Pink Triangle Services may be getting into the sports business.
PTS is considering taking over the reins of Time Out, Ottawa’s sports and leisure organization, which is suffering from a lack of interest and participation.
The board members of Time Out – founded in 1996 – are discussing how such a handover might happen. But PTS president Bruce Bursey cautions that any talks are preliminary.
“We wouldn’t want to do it in a way that would jeopardize Time Out or PTS,” says Bursey. Any deal between the organizations would require approval by their respective boards. And Blake Proudfoot, president of Time Out, says a formal proposal – which PTS has requested – might not be presented for several months.
Proudfoot explains that Time Out is in a position similar to that of Team/Équipe Ottawa, which is suspending operations due to board vacancies and lack of interest. The Time Out board would like to pass the torch, but no candidates have come forward. After discussing options with the membership, Time Out treasurer Richard Roy suggested handing the group over to PTS.
Bursey sympathizes with Time Out’s situation. “Time Out is going through a transformation,” he says. “I think one of the biggest challenges for gay and lesbian groups is maintaining volunteers and that’s an issue that I can sympathize with. PTS is a volunteer-run organization – and we have 20 years experience so I think that’s something else that we can bring to the table.”
According to Proudfoot, the Time Out board and membership discussed the possibility of “winding up” the organization at a December potluck dinner.
“I think that the interest is there,” he says, “but no one wants to be the person responsible.”
Proudfoot says people are interested in continuing to hold social gatherings as well as having a place to check for sports and leisure information, such as a website.
“However, people want these things but they aren’t willing to come forward themselves,” Proudfoot says.
Bursey and Proudfoot note the possible advantages to the community from a PTS takeover.

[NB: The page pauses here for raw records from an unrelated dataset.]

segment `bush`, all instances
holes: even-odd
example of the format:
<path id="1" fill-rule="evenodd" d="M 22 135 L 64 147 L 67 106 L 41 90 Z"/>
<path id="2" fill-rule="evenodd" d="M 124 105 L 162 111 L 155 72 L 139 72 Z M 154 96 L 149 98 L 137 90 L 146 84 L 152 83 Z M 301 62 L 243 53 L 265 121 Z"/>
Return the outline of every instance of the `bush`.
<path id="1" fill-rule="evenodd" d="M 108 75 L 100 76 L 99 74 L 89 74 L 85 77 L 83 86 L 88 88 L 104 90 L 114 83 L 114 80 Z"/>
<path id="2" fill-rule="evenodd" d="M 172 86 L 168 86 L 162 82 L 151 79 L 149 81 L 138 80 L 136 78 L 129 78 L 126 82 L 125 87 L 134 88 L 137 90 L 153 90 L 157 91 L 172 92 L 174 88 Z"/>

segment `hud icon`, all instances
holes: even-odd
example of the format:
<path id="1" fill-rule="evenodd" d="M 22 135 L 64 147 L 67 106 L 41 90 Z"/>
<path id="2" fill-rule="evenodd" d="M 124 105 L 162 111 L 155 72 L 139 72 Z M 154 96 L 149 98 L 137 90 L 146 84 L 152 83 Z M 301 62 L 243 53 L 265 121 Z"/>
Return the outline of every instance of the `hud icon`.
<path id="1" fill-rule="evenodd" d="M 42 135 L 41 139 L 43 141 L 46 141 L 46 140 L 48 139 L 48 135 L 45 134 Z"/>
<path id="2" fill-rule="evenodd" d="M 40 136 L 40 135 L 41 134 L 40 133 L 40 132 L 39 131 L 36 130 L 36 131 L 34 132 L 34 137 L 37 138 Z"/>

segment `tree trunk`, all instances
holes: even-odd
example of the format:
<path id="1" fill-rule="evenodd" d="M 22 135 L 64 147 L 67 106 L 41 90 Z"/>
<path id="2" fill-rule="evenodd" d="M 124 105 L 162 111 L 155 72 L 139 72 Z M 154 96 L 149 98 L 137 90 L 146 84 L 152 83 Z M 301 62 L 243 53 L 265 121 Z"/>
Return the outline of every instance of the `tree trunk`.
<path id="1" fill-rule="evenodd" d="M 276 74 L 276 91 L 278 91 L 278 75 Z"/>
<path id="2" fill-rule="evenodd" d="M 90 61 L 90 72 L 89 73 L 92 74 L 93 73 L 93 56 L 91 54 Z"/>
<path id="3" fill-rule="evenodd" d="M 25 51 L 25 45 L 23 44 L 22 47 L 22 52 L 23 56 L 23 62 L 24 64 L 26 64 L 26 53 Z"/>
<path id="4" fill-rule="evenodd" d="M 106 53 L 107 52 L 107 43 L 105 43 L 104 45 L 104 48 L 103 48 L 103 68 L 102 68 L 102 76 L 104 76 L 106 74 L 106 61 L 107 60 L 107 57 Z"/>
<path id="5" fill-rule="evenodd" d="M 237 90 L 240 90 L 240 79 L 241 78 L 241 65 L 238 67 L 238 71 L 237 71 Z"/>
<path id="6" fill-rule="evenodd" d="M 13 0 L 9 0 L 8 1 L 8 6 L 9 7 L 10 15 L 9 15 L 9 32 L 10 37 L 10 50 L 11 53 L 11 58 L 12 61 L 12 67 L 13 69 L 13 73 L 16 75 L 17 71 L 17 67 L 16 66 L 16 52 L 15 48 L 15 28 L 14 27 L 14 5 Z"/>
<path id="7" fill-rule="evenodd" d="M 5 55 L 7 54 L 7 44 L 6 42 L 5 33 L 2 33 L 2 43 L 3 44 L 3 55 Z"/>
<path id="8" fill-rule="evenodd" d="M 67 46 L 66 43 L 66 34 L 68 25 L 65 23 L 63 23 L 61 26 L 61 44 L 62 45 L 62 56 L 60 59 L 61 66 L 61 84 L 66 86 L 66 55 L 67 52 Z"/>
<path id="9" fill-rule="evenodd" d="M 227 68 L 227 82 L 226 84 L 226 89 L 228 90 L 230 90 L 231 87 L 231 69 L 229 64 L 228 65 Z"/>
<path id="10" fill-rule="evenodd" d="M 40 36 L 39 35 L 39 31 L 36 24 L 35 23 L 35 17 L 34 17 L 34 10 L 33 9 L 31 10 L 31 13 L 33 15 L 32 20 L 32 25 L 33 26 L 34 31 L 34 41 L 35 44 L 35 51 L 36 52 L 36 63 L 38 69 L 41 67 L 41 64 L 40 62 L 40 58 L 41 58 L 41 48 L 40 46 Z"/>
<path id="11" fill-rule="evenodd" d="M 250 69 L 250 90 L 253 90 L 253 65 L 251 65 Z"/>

“It fits within our mandate in terms of wellness,” says Bursey. “Recreation and sporting activity are an important part of overall wellness.”
PTS has the volunteer base to provide a contact person, update website information and coordinate activities for Time Out member groups, Proudfoot says.
There may also be financial advantages for PTS since they might be able to access recreational funding through the City of Ottawa.
Both men point to the recently launched virtual GLBT Community Centre – as well as the possibility of an actual centre – as an influence.
“We’re aware there was a group investigating having a bricks and mortar community centre, and obviously one of the organizations would be some sort of a sports presence,” Proudfoot says.
Similarly, Bursey notes “a recreational element” came up during the community centre’s feasibility study.
“Obviously, we’re not there yet,” he cautions, “but that’s something we would be working towards.”
Time Out’s constitution doesn’t cover procedures for a hand-over, and amendments to the constitution and dissolution of the club would require a proposal and presentation to membership within a 60-day timeframe. Ballot support by two-thirds of members would then be required at an AGM.
No dates have been set for either Time Out’s presentation to PTS or an AGM. Proudfoot is uncertain of Time Out’s membership but says they have contact information for 109 people.